RELATED: Mount Tabor to dedicate tree to William Miller Jr. on one-year anniversary of deadly shooting
WFMY News 2 looks back at how the day of worry, fear, chaos, confusion, and waiting played out.
It was right around lunchtime, September 1, 2021.
"I was in the classroom and I hear people screaming by the bathroom, then I heard 2 gunshots go off. I heard some people say "he's shot" and then say "he's hit”, said freshman Jabray Couthen.
An active shooter inside Mt. Tabor High School in Winston-Salem.
"Our teacher told us that we needed to get on the floor under our desk and he turned the lights off. That's kind of when it got really real," said senior Mathew Maynard.
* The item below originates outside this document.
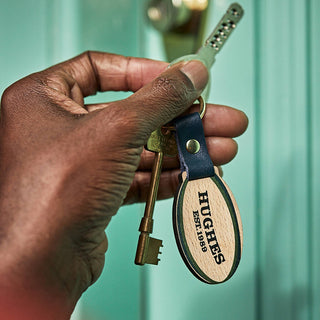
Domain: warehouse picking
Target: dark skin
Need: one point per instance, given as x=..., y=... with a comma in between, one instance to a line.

Students started texting their parents:
We're on lockdown at school and it's not a drill and we heard there was a gunshot. The timestamp was 12:11 pm.
Intersections near the school were blocked. Police lined the neighborhood streets leading up to the school, and worried parents waited across the street.
"The longer the time dragged on and on and on we were all wondering when is this actually going to end,” said Maynard’s dad.
Maynard said once they were taken out of the classrooms, they sat waiting for nearly 6 hours.
In the meantime, parents and neighbors held hands and prayed, hoping to see their kids safe and alive.
Police searched the school room by room. It was taking hours. Meanwhile, parents were told to wait at several different places as a staging area, causing confusion.
“I'm just nervous right now because we don't know where our children are, if they're safe. I just don't know what's going on at this time,” said one mom.
Confusion turned to chaos as a disturbance in the parking lot caused panic. At one point, people claimed a second shooter was in the parking lot. It was just a rumor.
Finally, more than six hours after the first 911 call, students were on their way to meet up with their parents.
With a police escort, the school buses carried students to the Joel Coliseum.
"We are standing here today with you and with you. It could've been the other way around. It could've been that we were trying to make plans at the cemetery,” said a grandmother to her grandkids.
Answered prayers for most parents, except one. 15-year-old William Miller Junior died. Investigators charged a fellow student with his death, Maurice Evans Junior. Attorneys say the two teens had a long-standing feud.